Our final match of the week is Owen Hart vs. Shawn Michaels, which should be great, but is just Shawn at the peak of his impossible-to-love, only-shining-star-in-the-World-Wrestling-Federation babyface thing. If it happened on pay-per-view, Shawn would give it his all. If he happened on Raw, Shawn would go through the motions and hit his spots in the same order and give you something that was head and shoulders better than the rest of the in-ring product, but nothing to get excited about. Owen was the kind of guy who was a Master Craftsman in the ring, but didn’t necessarily have his brother Bret’s ability to raise up a scenario that didn’t deserve to be special and make it so.

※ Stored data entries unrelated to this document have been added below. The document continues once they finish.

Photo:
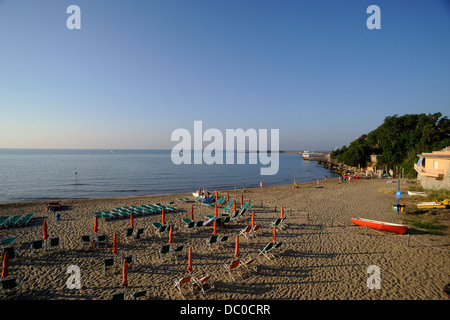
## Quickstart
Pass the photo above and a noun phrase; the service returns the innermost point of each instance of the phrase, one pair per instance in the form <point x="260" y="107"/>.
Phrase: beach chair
<point x="249" y="265"/>
<point x="277" y="250"/>
<point x="178" y="251"/>
<point x="3" y="220"/>
<point x="13" y="221"/>
<point x="36" y="246"/>
<point x="118" y="296"/>
<point x="108" y="264"/>
<point x="234" y="269"/>
<point x="85" y="242"/>
<point x="212" y="241"/>
<point x="164" y="251"/>
<point x="128" y="234"/>
<point x="246" y="232"/>
<point x="222" y="241"/>
<point x="53" y="243"/>
<point x="266" y="251"/>
<point x="205" y="283"/>
<point x="198" y="225"/>
<point x="8" y="241"/>
<point x="138" y="294"/>
<point x="13" y="253"/>
<point x="185" y="286"/>
<point x="254" y="230"/>
<point x="11" y="288"/>
<point x="131" y="261"/>
<point x="101" y="240"/>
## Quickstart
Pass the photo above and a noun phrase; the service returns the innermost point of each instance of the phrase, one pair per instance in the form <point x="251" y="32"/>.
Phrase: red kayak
<point x="380" y="225"/>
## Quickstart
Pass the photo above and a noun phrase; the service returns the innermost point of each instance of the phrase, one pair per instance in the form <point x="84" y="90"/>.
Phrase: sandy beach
<point x="325" y="256"/>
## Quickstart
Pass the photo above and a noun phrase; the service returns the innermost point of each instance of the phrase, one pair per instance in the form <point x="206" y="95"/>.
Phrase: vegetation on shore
<point x="398" y="141"/>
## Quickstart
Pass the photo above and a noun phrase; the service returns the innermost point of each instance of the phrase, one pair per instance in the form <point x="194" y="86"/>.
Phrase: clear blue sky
<point x="137" y="70"/>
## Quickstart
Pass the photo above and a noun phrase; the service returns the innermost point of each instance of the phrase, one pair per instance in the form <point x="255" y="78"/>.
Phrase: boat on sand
<point x="380" y="225"/>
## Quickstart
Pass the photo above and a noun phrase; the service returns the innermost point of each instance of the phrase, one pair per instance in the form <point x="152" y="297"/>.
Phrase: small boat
<point x="380" y="225"/>
<point x="417" y="193"/>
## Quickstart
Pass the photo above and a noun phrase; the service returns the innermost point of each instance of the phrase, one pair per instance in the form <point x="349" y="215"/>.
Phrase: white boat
<point x="417" y="193"/>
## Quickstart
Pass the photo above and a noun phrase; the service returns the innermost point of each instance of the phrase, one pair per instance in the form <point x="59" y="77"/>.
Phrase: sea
<point x="58" y="174"/>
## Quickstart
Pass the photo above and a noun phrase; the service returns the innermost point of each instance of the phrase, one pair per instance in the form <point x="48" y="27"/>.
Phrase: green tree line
<point x="398" y="141"/>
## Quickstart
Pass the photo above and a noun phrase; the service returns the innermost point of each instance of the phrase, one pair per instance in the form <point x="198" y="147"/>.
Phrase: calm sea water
<point x="36" y="174"/>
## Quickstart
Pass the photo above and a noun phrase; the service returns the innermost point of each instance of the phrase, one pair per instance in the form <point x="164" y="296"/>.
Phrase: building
<point x="433" y="169"/>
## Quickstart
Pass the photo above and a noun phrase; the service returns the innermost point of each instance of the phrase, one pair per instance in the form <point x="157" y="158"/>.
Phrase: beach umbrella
<point x="125" y="274"/>
<point x="5" y="265"/>
<point x="190" y="260"/>
<point x="44" y="230"/>
<point x="215" y="227"/>
<point x="115" y="244"/>
<point x="170" y="234"/>
<point x="96" y="224"/>
<point x="131" y="220"/>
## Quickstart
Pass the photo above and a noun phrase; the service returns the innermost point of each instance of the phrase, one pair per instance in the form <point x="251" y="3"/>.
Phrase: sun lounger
<point x="164" y="251"/>
<point x="11" y="288"/>
<point x="266" y="251"/>
<point x="205" y="283"/>
<point x="138" y="294"/>
<point x="3" y="220"/>
<point x="246" y="232"/>
<point x="234" y="269"/>
<point x="36" y="246"/>
<point x="178" y="251"/>
<point x="249" y="265"/>
<point x="109" y="264"/>
<point x="8" y="241"/>
<point x="185" y="286"/>
<point x="13" y="253"/>
<point x="85" y="242"/>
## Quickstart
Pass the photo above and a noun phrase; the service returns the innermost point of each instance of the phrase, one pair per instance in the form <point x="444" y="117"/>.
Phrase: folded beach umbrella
<point x="131" y="220"/>
<point x="190" y="260"/>
<point x="125" y="274"/>
<point x="5" y="265"/>
<point x="44" y="230"/>
<point x="170" y="234"/>
<point x="96" y="224"/>
<point x="115" y="244"/>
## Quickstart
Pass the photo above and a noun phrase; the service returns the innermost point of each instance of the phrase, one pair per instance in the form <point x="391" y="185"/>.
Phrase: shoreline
<point x="325" y="256"/>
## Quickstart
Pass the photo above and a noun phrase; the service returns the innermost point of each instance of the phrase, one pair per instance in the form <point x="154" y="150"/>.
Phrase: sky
<point x="138" y="70"/>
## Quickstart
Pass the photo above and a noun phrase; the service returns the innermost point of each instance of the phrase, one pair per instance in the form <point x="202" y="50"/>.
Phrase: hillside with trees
<point x="398" y="141"/>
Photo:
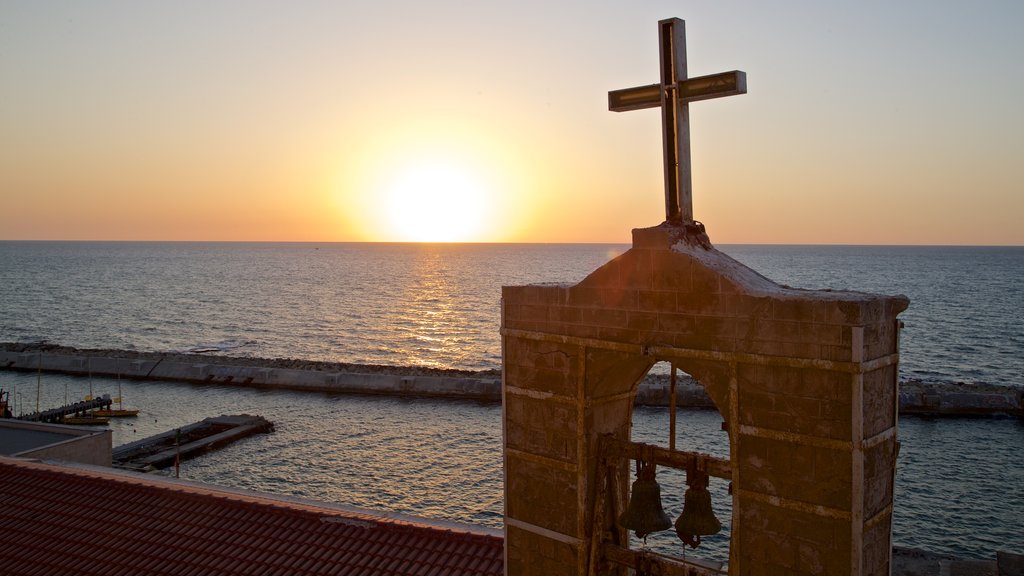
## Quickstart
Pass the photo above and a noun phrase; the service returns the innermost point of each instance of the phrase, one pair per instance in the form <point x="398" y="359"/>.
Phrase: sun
<point x="436" y="200"/>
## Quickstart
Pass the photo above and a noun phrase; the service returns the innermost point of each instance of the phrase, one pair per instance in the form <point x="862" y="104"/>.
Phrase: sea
<point x="960" y="482"/>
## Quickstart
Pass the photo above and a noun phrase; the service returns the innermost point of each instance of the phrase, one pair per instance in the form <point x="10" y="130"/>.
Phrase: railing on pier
<point x="55" y="415"/>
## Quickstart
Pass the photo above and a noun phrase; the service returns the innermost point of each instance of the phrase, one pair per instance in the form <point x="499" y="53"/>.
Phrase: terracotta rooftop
<point x="86" y="520"/>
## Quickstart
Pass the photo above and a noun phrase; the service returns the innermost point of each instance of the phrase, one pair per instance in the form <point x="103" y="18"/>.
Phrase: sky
<point x="872" y="122"/>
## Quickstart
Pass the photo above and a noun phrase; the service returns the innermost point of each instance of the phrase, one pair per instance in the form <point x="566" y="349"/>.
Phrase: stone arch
<point x="805" y="379"/>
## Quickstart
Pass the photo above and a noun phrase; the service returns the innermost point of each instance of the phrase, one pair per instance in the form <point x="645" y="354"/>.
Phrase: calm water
<point x="438" y="304"/>
<point x="960" y="482"/>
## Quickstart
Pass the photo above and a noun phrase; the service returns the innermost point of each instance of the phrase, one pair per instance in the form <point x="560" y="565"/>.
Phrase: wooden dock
<point x="56" y="415"/>
<point x="160" y="451"/>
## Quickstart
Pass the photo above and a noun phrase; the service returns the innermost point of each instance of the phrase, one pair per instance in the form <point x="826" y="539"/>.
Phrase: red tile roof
<point x="58" y="520"/>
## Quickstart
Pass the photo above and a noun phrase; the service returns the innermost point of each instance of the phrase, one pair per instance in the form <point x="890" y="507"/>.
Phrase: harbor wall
<point x="914" y="398"/>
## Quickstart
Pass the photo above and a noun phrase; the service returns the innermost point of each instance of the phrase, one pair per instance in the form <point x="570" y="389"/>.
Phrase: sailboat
<point x="120" y="411"/>
<point x="86" y="418"/>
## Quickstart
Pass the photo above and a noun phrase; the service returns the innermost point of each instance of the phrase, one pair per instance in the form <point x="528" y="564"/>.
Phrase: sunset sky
<point x="863" y="123"/>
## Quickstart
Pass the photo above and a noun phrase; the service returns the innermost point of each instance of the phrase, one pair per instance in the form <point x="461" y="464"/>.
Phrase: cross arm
<point x="692" y="89"/>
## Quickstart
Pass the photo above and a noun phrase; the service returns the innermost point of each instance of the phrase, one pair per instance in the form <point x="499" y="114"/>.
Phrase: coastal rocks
<point x="960" y="399"/>
<point x="918" y="398"/>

The crowd’s mostly gone at this point, but they sound like a million people because HOORAY FOR EPISODES ON TAPE. Vader runs out and Shawn dropkicks him off the apron, dodges an Owen charge and hits him with Sweet Sternum Music, pictured above. That looked terrible, so Owen just no-sells it, gets back up to his feet and eats Sweet Chin Music proper for the loss. Vader beats him up after the match, but it’s cool because Shawn pinned Owen and is gonna spend the next six days making sure he doesn’t have to lose at SummerSlam.

I’m honestly surprised that they don’t go to commercial after it and come back to Shawn in a bathrobe, talking about how Vader burst both of his kidneys but he’s gonna wrestle anyway, because he’s able to do what nobody else can and is Daddy’s Special Little Boy.